After the U.S. Supreme Court overturned the Roe v. Wade case in June, he received many personal messages from voters asking about his position on the issue. Candidates attributed Tuesday’s results to a “silent majority” of voters, including many in the middle of the electorate, by consensus Republican social standing and Trump-style election denial.
“There was no doubt that Donald Trump had done a lot of damage,” he said. “I think Republicans need to wake up and realize that if the Republican Party is led by Donald Trump, it’s going nowhere.”
Republican leaders in Maine have been silent since Election Day. The State Party is “gathering information” and will compile regular reports on strengths and weaknesses, executive director Jason Savage said in a statement.
Neither LePage nor Poliquin have spoken publicly since the election night rally. The former governor gave a bitter speech to supporters, calling Mills an elitist and accusing voters of prioritizing abortion rights over “supporting a family” and the cost of kerosene.
“I’m saying I shouldn’t have gotten into politics,” he said.
There are well-worn parallels between LePage and Trump. LePage likened his style to Trump’s when she endorsed him in 2016. But LePage held off Trump ahead of this election and never said whether he thought the 2024 White House return proposal was a good idea.
The next presidential election hinges on debate among Republicans about the results of the Maine election. Other potential candidates could expand the former president’s base, Matthew Gagnon, CEO of the conservative Maine Policy Institute, said on the WGAN show.
Mills beat LePage by 13 percentage points and bombarded the growing Portland suburbs.
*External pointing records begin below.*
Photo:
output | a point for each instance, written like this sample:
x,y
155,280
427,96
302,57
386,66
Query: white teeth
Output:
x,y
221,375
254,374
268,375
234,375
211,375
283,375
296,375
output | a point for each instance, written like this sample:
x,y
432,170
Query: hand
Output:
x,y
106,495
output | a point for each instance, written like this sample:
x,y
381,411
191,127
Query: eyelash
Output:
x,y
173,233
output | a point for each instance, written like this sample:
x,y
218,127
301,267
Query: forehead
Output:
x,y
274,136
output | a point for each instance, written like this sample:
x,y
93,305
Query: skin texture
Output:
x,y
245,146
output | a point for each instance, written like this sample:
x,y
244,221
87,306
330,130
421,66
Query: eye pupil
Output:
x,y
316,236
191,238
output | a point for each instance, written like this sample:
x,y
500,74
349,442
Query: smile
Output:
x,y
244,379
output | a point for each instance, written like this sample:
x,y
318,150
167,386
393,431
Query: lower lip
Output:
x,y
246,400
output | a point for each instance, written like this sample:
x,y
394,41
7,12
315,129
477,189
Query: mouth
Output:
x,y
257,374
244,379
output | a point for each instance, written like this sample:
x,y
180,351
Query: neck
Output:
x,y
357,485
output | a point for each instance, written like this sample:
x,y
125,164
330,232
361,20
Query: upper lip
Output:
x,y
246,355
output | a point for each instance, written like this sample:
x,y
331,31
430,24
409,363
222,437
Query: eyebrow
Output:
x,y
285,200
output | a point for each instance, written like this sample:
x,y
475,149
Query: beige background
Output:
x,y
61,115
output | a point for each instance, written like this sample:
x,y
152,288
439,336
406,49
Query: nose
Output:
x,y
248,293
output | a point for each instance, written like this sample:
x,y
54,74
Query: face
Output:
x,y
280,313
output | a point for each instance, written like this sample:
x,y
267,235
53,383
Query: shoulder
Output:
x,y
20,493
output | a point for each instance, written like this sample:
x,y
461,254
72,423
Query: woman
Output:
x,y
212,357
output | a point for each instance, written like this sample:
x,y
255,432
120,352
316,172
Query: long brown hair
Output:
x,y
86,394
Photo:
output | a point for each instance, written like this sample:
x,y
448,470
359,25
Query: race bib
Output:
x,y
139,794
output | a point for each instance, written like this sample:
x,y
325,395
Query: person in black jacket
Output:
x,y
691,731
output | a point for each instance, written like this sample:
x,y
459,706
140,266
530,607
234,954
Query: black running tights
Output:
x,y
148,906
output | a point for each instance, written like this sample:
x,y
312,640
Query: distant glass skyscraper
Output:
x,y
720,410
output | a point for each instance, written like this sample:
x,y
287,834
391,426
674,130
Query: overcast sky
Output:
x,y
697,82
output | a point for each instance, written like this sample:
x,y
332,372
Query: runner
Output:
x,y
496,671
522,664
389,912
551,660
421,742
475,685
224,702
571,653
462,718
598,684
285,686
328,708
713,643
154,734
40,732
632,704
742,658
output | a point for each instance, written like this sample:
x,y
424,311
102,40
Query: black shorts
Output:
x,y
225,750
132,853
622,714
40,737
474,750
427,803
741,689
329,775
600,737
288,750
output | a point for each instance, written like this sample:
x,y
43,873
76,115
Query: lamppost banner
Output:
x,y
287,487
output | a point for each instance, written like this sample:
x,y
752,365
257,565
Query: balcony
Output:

For example, he beat Scarborough in his 2014 by 6 points behind him. Trump lost in 2016 by 16 points and in 2020 by 29 points. This time, Lepage lost by a staggering 33 points to him.
Of Trump’s appeal to working-class voters, Gagnon said, “You have to be able to find something that appeals to the man who lives in Yarmouth and a way to make that connection.
Republicans in Maine need a new standard bearer. Senator Susan Collins is the last high-level elected member of the party. Although she consistently won majorities in Maine, she didn’t matter in elections here. Last Sunday, in Pennsylvania, he campaigned alongside TV doctor Mehmet Oz and lost to Democrat John Fetterman.
LePage, 74, is usually expected to leave the stage. His strategist, Brent Littlefield, declined to answer questions about whether he, who once lived in Florida, would continue to live here or engage in civic life in Maine. will go into the rank choice count alongside Golden, but the incumbent is expected to win easily.
Legislative Republicans are shaking their leaders. Republican Presque Senator Trey Stewart of his Isle will head his caucuses after Polyquin kicks him out of a bid for the Second District. Five House Republicans vie for the top spot: Auburn’s Laurel Libby, Turner’s Josh Morris, Winter Harbor’s Billy Bob Fokingham, Madison’s Jack Ducharm and Chelsea’s Michael Lemelin. There is
The Republican billboard, message and socially conservative platform needs to change, said Newport attorney and former House Majority Leader Ken Fredett. He likened the party’s situation to that of corporations pouring money.
“We may see the death of a well-known Republican in Maine,” he said.